Se trata de una serie de «máximas» que provienen de la argumentación sobre el problema general de la modernidad. Una modernidad singular aborda al modernismo que los ensayos sobre el posmodernismo de la década de 1980 colocaban a distancia, en el pasado del siglo XX, por detrás de la Segunda Guerra Mundial. Aunque la «sección teórica», lleva por subtítulo: Ensayo sobre la ontología del presente, un término que explica en las últimas páginas de la conclusión; de Una modernidad singular a The modernist papers, se desarrolla en parte la teoría y práctica crítica de Jameson sobre el período que va de 1850 a 1950, de Baudelaire a Andy Warhol. No se trata de una lectura melancólica o depresiva del modernismo, tampoco acedia en el sentido historicista; sino de su teorización como capacidad de ser narrado. La modernidad no puede reducirse a un concepto porque es una categoría narrativa. Contamos situaciones de modernidad, como las de Sartre, a distancia de cualquier categoría de la conciencia o subjetiva. El modernismo es en plural; siempre son objetos que la crítica lee. «Papeles» modernistas.

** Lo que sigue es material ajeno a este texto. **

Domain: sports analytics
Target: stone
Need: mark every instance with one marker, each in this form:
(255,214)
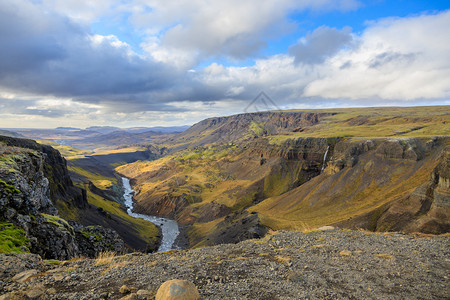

Otras máximas de Jameson: «No podemos no periodizar» y «Ninguna `teoría´ de la modernidad tiene hoy sentido a menos que pueda aceptar la hipótesis de una ruptura posmoderna con lo moderno». La última, de las cuatro al comienzo de Una modernidad singular, envía a la lectura de los ensayos sobre posmodernismo de la décadas de 1980 y 1990. Los objetos modernistas de la modernidad producidos entre 1850 y 1950, bajo los nombres que van de Celine a Gertrude Stein, pasando por Baudelaire, son las voces situadas de la modernidad en su fase histórica anterior a la «ontología» actual. Cuál es la relación de los relatos actuales con los objetos del pasado, si son lecturas siempre «posmodernas» o acaso logran traer del pasado al presente formas «modernistas» todavía no «vencidas» por la historia, la negatividad del arte según Adorno, es una definición que Jameson elude adrede. En las últimas páginas de la conclusión: «Il faut être absolument moderne«, afirma que lo necesario para contribuir a una alternativa radical, sería «un desplazamiento generalizado de la temática de la modernidad por el deseo llamado utopía». En la temática general de la modernidad están incluídos la posmodernidad, los modernismos y posmodernismos; todo eso podría quedar a un costado en base al «deseo llamado utopía».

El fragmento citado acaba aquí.